Perjanjian formal contohnya adalah perjanjian "perdamaian" yang menurut Pasal 1851 Ayat (2) Kitab Undang-undang Hukum Perdata (KUHPer) harus diadakan secara tertulis (kalau tidak maka tidak sah). Sedangkan untuk perjanjian riil adalah misalnya perjanjian `'Pinjam pakai" yang menurut Pasal 1740 Kitab Undangundang Hukum Perdata (KUHPer) baru tercipta dengan diserahkannya barang yang menjadi objeknya atau perjanjian "Penitipan" yang menurut Pasal 1694 Kitab Undang-undang Hukum Perdata (KUHPer) baru terjadi dengan diserahkannya barang yang dititipkan.
Selain kesepakatan untuk lahirnya perjanjian juga haruslah dipegang teguh tentang adanya suatu persesuaian kehendak antara kedua belah pihak. Apabila kedua kehendak itu berselisih, tak dapatlah lahirnya suatu perjanjian.[2] Jadi kesepakatan berarti persesuaian kehendak. Kehendak atau keinginan ini harus dinyatakan. Kehendak atau keinginan yang disimpan di dalam hati, tidak mungkin diketahui pihak lain dan karenanya tidak mungkin melahirkan sepakat yang diperlukan untuk melahirkan suatu perjanjian.

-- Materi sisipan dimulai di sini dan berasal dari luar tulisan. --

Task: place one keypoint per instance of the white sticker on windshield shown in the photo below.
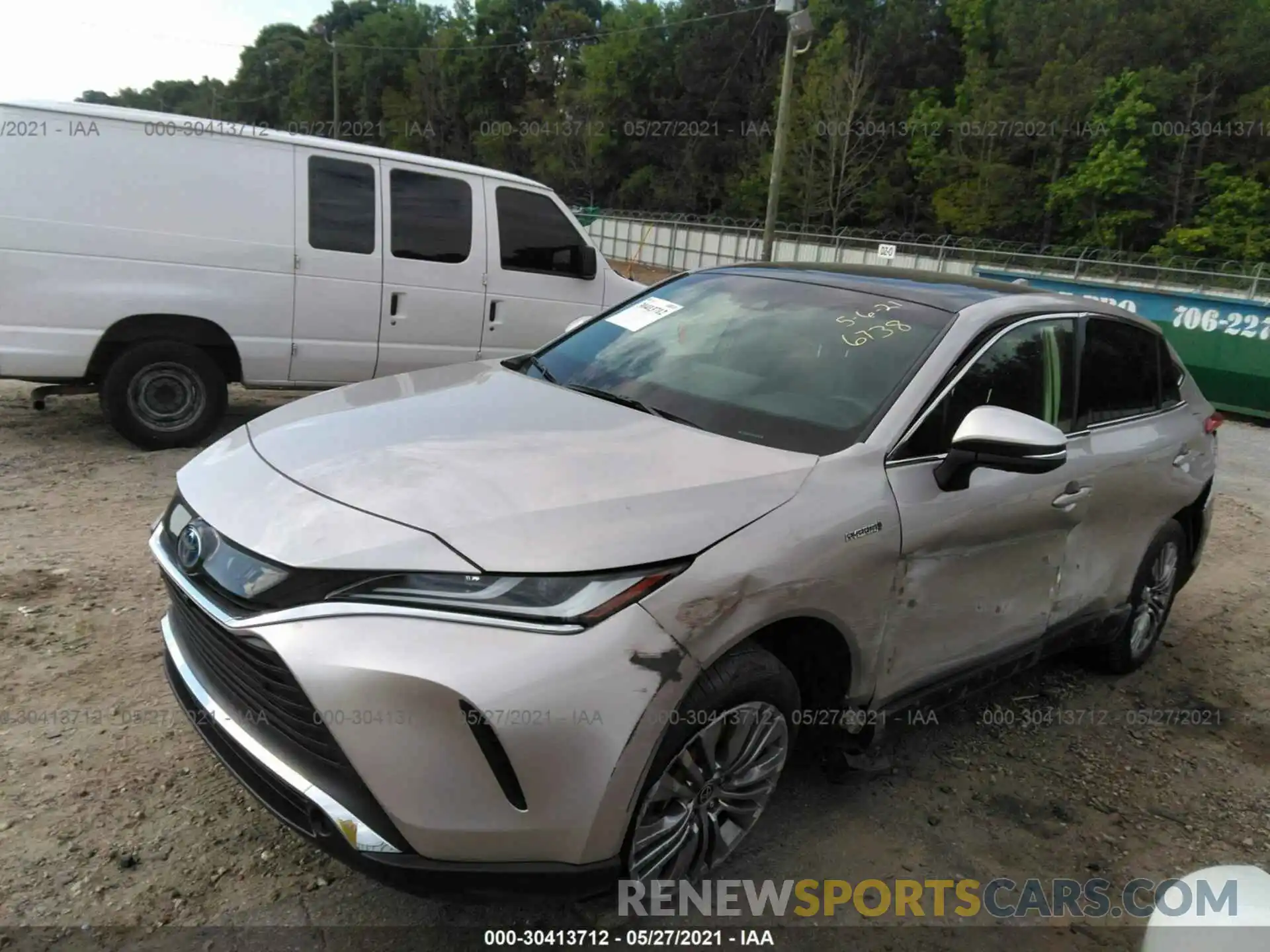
(651, 309)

Menyatakan kehendak ini tidak terbatas pada mengucapkan perkataan, ia dapat dicapai pula dengan memberikan tanda apa saja yang dapat menterjemahkan kehendak itu baik oleh pihak yang mengambil prakarsa yaitu pihak yang menawarkan maupun oleh pihak yang menerima penawaran.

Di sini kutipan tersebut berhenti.